Feature Selection
Filter Based
We specify some metric and based on that filter features.
chi-square test
fisher score
correlation coefficient
variance threshold
Wrapper-based
Wrapper methods consider the selection of a set of features as a search problem.
Sequential Feature Selection
Forward/Stepwise/Backward Selection
Embedded
Embedded methods use algorithms that have built-in feature selection methods.
Lasso
Tree based models
Forward Selection
The procedure starts with an empty set of features [reduced set]. The best of the original features is determined and added to the reduced set. At each subsequent iteration, the best of the remaining original attributes is added to the set.
Backward Elimination
The procedure starts with the full set of attributes.

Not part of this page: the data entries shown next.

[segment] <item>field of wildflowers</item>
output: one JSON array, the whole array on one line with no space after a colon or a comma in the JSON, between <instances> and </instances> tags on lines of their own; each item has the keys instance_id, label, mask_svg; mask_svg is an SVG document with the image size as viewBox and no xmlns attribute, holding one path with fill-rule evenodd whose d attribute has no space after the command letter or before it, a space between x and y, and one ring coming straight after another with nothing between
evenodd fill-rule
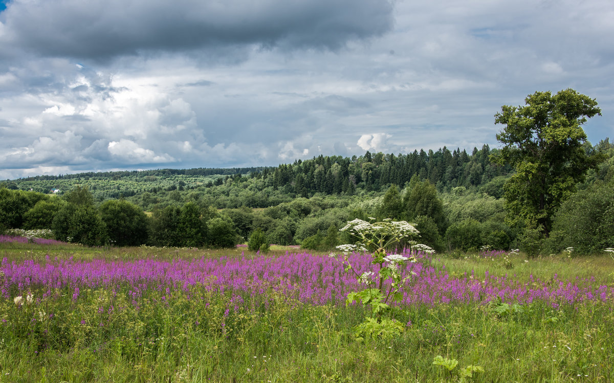
<instances>
[{"instance_id":1,"label":"field of wildflowers","mask_svg":"<svg viewBox=\"0 0 614 383\"><path fill-rule=\"evenodd\" d=\"M399 271L402 334L360 342L365 309L345 301L364 285L343 257L4 237L0 250L2 382L614 380L609 257L419 253Z\"/></svg>"}]
</instances>

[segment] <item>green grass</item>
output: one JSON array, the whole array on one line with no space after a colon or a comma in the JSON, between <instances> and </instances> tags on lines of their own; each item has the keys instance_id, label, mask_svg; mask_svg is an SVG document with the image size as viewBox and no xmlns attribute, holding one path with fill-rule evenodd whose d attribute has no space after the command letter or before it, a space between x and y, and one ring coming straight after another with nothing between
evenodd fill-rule
<instances>
[{"instance_id":1,"label":"green grass","mask_svg":"<svg viewBox=\"0 0 614 383\"><path fill-rule=\"evenodd\" d=\"M0 251L9 261L42 262L47 255L171 259L240 257L244 250L3 244ZM255 255L244 251L244 256ZM478 278L488 270L521 280L530 275L547 280L556 273L559 279L614 283L609 257L524 261L513 258L511 269L474 257L441 256L433 263L451 275L473 270ZM37 288L31 292L40 296L44 292ZM82 291L77 302L70 291L52 292L41 304L20 309L12 299L0 298L0 382L453 382L460 381L458 371L469 365L484 372L464 381L614 381L612 301L558 309L535 302L521 312L502 315L475 303L412 307L411 324L401 336L365 344L356 341L352 331L364 319L361 308L313 306L271 292L267 302L246 298L225 318L231 292L194 287L190 293L204 299L176 295L165 306L161 293L152 291L139 298L137 309L122 288L115 296L101 289ZM110 314L111 305L125 309ZM55 316L33 322L45 316L41 311ZM432 364L438 355L459 361L451 374Z\"/></svg>"}]
</instances>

At each step, it removes the worst attribute remaining in the set.
Sequential Feature Selection
Greedy procedure where, at each iteration, we choose the best new feature to add to our selected features based on a cross-validation score.
That is, we start with 0 features and choose the best single feature with the highest score.
The procedure is repeated until we reach the desired number of selected features.
Embedded Feature Selection
Augment with noisy data
Can apply this approach to Tree based models: XGBoost, DecisionTree, RandomForrest
The idea is that we can inject noisy data features into our input training dataset when training model
Here we can perform cross-validation with n-folds where at each n-fold inject noisy features in each iteration and determine the threshold in which the first noisy feature is selected when computing feature importance.
We select the raw features that are less than this threshold and append to a list.
We do this iteratively for each fold and then take a set of the final appended list.
This approach can help minimize model overfitting.